Happiness Study Draws Frowns from Critics
By Sharon Begley
Reuters
A high-profile 2013 study that concluded that different varieties of happiness are connected with dramatically different patterns of gene activity is fatally flawed, according to an analysis published on Monday which tore into its target with language rarely welcomed in science journals.
The new paper, published such as first in Proceedings of the National Academy of Sciences, slams the analysis for “dubious analyses” and “erroneous methodology” and says it “conjured nonexistent effects out of thin air.”
In the 2013 study, researchers had adults answer a 14-item questionnaire intended to sort them into two groups: excited about hedonic well-being (fun and selfish pleasure) or eudaimonic well-being (leading a meaningful life).
The two groups, researchers led by psychologist Barbara Frederickson with the University of reported, had different patterns of activity in 53 genes.
Hedonists had DNA activity akin to people experiencing chronic, illness-inducing stress. Stress-related genes including those needed for inflammation were overactive; genes needed for making antibodies that fight infection were underactive.
Hedonists, it seemed, were going to a disease-ridden existence and an early grave, as media reports warned in stories with headlines like “Meaning is healthier than happiness.”
The claim caught the eye of Nick Brown, a British i . t . worker that has turn into persistent amateur critic with the he sees as shoddy statistical analysis in psychology research.
As he and colleagues scrutinized the 2013 paper, they saw numerous problems, he was quoted saying.

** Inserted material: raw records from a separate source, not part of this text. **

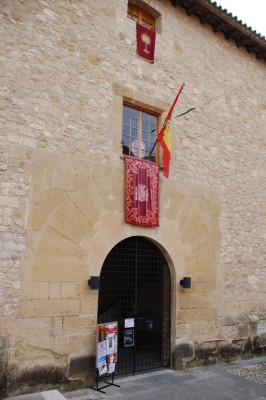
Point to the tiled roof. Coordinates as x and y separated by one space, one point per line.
209 12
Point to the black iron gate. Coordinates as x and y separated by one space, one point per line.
135 287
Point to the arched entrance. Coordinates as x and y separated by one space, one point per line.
135 289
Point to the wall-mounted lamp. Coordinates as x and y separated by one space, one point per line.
94 282
186 282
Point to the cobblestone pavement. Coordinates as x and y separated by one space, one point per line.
255 373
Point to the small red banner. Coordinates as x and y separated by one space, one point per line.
141 192
145 43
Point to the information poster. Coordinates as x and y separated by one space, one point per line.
106 357
129 338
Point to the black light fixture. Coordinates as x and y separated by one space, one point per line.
94 283
186 282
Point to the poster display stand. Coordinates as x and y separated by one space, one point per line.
106 354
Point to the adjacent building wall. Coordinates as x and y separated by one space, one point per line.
66 68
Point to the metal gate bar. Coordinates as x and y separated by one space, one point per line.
135 283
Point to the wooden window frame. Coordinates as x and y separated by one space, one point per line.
139 133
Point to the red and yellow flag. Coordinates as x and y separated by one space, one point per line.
164 136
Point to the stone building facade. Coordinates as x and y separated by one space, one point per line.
66 69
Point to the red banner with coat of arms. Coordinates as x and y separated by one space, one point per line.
141 192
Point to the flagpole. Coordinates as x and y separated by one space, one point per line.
167 117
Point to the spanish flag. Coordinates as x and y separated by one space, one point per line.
164 136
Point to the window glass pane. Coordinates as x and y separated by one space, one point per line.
135 123
126 111
138 133
134 133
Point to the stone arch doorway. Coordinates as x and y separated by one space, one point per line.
136 288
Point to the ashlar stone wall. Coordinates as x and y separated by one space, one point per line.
66 68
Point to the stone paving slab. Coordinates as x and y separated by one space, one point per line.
255 373
215 382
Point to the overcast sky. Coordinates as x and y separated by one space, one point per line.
251 12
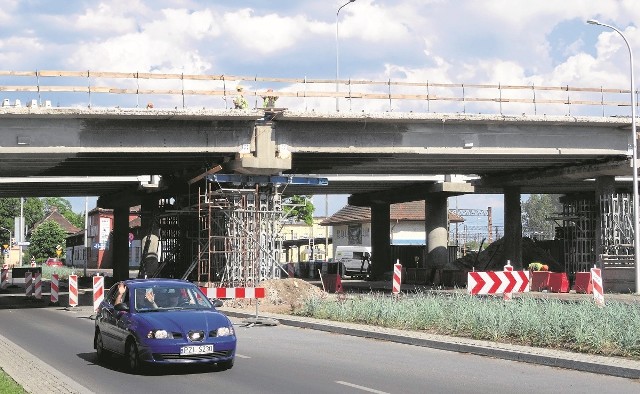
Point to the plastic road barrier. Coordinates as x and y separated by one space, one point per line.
54 288
397 278
598 290
73 290
38 285
5 279
507 296
28 284
98 291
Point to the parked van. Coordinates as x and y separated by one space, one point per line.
354 260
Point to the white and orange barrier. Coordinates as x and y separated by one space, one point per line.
73 290
397 278
598 289
234 292
507 295
37 285
55 283
98 291
28 284
5 278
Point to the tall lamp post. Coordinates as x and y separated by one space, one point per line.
9 231
337 53
634 148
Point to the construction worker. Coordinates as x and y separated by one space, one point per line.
269 101
240 102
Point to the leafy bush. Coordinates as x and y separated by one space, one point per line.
579 326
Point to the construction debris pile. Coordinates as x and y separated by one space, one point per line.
492 258
283 296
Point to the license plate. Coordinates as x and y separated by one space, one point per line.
202 349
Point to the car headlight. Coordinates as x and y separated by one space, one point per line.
159 334
224 331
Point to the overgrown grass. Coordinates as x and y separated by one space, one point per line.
577 325
8 385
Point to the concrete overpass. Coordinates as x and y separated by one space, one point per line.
538 154
378 158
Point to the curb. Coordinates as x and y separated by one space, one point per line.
553 358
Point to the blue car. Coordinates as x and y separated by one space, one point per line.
163 321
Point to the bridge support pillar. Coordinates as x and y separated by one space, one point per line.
436 232
120 244
380 248
605 187
263 156
513 227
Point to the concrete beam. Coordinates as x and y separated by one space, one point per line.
410 193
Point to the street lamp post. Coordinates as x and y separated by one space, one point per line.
337 54
634 148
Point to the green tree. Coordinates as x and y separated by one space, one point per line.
535 213
300 208
45 238
63 206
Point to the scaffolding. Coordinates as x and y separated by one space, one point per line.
617 229
239 220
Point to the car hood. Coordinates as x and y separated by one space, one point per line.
183 320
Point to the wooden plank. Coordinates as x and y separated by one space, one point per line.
208 172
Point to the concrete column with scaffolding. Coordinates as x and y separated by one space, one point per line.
239 220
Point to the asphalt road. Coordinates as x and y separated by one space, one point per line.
285 359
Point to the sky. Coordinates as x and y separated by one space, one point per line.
524 42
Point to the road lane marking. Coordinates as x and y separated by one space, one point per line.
363 388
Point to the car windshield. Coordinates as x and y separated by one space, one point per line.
169 297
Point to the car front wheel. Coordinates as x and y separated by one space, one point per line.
100 350
132 356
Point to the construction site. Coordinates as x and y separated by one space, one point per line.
227 233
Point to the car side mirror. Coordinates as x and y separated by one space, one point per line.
217 302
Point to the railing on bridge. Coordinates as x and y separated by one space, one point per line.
173 90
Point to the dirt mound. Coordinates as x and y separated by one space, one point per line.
493 259
283 295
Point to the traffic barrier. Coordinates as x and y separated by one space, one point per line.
37 284
498 282
73 290
598 290
28 284
98 291
397 278
54 289
234 292
582 283
507 296
5 278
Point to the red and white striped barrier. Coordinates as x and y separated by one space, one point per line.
498 282
28 284
73 290
98 291
37 284
397 278
507 296
598 289
234 292
54 288
5 278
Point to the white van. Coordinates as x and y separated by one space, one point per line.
354 260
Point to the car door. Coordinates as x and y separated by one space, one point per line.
106 318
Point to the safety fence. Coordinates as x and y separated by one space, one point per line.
309 94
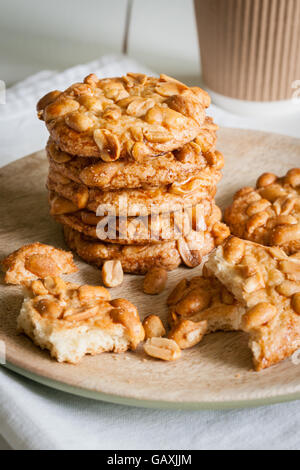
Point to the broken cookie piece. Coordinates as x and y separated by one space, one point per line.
71 320
204 299
266 283
270 213
37 261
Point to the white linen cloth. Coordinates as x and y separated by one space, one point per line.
35 417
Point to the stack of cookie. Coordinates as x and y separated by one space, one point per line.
133 171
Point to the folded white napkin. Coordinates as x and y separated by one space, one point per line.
35 417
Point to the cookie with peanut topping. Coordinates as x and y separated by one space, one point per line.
134 202
133 116
176 166
270 213
139 259
203 299
266 283
141 230
72 321
37 261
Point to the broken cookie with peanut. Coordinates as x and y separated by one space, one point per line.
265 281
37 261
245 287
270 213
71 320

In whose sale benefits, the authors didn\’t reject that people with specific gene-activity patterns during the defense mechanisms may very well be underneath the weather when tested.
More crucially, Brown said, the enjoyment questionnaire was flawed. Those that scored high on three items directed at identify hedonists scored equally highly on 11 items designed to identify people who seek eudaimonic well-being.

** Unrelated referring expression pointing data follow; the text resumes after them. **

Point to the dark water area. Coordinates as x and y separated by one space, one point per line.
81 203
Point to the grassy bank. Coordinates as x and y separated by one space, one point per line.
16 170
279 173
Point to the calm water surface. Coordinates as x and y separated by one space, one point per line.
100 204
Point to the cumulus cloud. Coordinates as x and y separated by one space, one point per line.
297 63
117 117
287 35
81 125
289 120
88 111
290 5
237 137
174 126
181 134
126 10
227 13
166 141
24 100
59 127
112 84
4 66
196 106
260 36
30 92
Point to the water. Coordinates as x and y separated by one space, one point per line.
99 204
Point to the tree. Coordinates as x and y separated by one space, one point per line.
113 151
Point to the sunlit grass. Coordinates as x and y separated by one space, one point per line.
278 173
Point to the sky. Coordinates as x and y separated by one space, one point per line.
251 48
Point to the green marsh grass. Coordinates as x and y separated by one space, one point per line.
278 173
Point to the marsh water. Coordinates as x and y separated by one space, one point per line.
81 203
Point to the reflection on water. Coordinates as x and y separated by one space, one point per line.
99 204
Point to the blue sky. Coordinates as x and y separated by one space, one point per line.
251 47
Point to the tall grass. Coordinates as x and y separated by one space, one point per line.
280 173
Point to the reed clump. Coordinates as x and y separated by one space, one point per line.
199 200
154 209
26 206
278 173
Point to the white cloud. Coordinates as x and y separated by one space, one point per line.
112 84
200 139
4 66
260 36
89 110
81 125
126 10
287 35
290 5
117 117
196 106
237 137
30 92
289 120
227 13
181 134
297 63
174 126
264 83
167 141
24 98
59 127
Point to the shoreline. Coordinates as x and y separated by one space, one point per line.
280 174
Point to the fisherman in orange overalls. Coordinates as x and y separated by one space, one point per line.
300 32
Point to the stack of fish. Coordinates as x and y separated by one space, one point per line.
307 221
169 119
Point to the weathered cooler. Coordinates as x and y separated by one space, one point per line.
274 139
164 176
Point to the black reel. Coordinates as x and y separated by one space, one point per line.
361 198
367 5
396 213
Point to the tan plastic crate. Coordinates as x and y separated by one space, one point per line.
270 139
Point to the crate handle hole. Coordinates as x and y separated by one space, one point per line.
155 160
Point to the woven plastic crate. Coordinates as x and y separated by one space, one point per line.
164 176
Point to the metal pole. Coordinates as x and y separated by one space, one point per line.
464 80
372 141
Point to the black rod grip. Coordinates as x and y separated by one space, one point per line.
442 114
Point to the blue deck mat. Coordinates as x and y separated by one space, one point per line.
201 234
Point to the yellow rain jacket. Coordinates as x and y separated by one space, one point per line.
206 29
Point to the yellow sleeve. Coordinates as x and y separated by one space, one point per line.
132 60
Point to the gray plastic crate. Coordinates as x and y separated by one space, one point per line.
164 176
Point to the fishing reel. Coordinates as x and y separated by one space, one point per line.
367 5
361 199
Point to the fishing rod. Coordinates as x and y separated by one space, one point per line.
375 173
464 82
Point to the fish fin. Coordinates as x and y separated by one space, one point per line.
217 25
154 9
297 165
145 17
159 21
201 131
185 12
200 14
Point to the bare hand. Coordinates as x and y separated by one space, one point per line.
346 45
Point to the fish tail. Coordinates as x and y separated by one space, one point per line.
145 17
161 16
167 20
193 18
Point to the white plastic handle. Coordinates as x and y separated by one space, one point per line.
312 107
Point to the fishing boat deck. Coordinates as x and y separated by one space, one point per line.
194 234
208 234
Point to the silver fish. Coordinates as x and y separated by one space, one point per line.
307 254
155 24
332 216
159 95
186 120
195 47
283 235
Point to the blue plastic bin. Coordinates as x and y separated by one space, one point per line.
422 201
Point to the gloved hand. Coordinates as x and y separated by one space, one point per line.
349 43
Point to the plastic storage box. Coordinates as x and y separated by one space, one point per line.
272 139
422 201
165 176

“Each constructs are essentially measuring the same principal,” Brown said, so putting individuals one category as an alternative to another was “meaningless.”
Most devastating was what happened when Brown grouped those things randomly, calling those that scored on top of questions 1, 7 and 8 (or all of 8,191 other combinations) one types of person and those that scored on top of others an alternate type.
Even with your meaningless groupings, there was clearly patterns of gene activity seemingly manifestation of each group.
Statistics professor Andrew Gelman of Columbia University, who had been not needed for either study, called Brown’s critique “reasonable.”
Flawed statistics are getting to be this sort of major problem for journals that many of the world’s top titles are adding extra levels of statistical checks from the peer-review process. Deputy executive editor Daniel Salsbury said PNAS isn\’t changing its longstanding practice, and that is “to your workplace in your review tactic to be sure the attempts are sound in most aspects.”
In a reply to Brown, Frederickson and coauthor Steven Cole with the University of California, L . a ., reject the criticism and say they have got replicated their 2013 findings in a very new sample of 122 people.